DUBLIN is set to overtake London as Europe's information technology real estate capital, according to international property agents.
The report, which looks at commercial property development across Europe, says that the IT sector represented 30pc of office take-up in 2013 and US tech giants alone invested more than $130bn (about €95bn) into Ireland between 2008 and 2012 – the same as "in all of developing Asia".
The report also identified Ireland as the fastest growing country in Europe for data centre operators.
"The tech sector has really got Dublin through the bad times," said Paul Finucane, director at Colliers International.
"Now Dublin is hot on the heels of London for the title of Europe's Silicon Valley."
Mr Finucane said that prime city rents are currently rising at more than 25pc per annum because of the tech boom in Dublin. "There's a massive scarcity of prime office space now for big companies that want to set up in Dublin," he said.
"Any company now looking for more than 5,000 square metres of prime space in the areas that tech companies want (Dublin 2, Dublin 4) is finding very little available."
Mr Finucane said that despite this shortage, Dublin's overall tech office space has risen sharply in recent times and is now within sight of London in terms of growth.
"Tech companies are starting to reach out to other areas because they have to," he said. "Everything else they need is here.
"Tech firms are saying that Dublin offers them young and fresh talent in abundance, and the city has also proved its ability to attract talent from abroad, with 55pc of the positions in the information and communications sectors coming from abroad to work in Dublin."
Mr Finucane said that there was now an expectation that construction on new office buildings in Dublin would commence this year.

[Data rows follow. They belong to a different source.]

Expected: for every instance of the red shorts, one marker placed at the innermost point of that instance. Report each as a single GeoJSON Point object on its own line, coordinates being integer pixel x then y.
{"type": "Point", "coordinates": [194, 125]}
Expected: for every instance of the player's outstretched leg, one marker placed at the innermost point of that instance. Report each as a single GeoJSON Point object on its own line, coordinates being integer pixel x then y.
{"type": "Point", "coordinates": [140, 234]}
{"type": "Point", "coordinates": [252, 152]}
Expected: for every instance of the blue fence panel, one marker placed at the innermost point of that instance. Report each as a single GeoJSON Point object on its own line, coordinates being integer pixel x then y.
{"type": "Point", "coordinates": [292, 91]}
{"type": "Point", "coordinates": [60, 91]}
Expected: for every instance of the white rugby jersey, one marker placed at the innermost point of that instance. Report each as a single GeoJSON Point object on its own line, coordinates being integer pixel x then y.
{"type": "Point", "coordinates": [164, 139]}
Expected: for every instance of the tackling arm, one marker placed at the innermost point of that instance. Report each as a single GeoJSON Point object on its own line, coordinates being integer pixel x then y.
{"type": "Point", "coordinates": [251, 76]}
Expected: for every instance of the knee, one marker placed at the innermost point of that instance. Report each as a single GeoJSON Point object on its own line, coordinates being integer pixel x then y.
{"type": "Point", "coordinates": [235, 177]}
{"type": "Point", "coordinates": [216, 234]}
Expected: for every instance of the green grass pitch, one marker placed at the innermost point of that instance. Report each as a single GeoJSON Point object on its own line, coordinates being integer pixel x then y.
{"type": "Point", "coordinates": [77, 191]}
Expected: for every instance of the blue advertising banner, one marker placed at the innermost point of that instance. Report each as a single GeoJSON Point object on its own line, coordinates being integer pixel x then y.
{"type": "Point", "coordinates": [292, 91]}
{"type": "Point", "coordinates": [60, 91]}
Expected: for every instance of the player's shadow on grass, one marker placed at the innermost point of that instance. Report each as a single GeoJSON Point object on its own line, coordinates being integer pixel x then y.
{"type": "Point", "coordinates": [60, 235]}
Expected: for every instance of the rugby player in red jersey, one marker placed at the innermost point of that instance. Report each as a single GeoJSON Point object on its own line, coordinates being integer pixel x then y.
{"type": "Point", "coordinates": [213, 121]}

"The consensus is that we'll see a return to speculative development," he said. "We're now seeing increased rents of €40 per square foot, so it makes sense to build. We've very little large office space left in the city centre."
He also said that agencies such as NAMA were not the primary cause of a bottleneck in available commercial property in Dublin at present.
"There's a misconception that there are a lot of empty buildings sitting there for years," he said. "What's there has been coming to the market. It's just that there's not a lot of stock."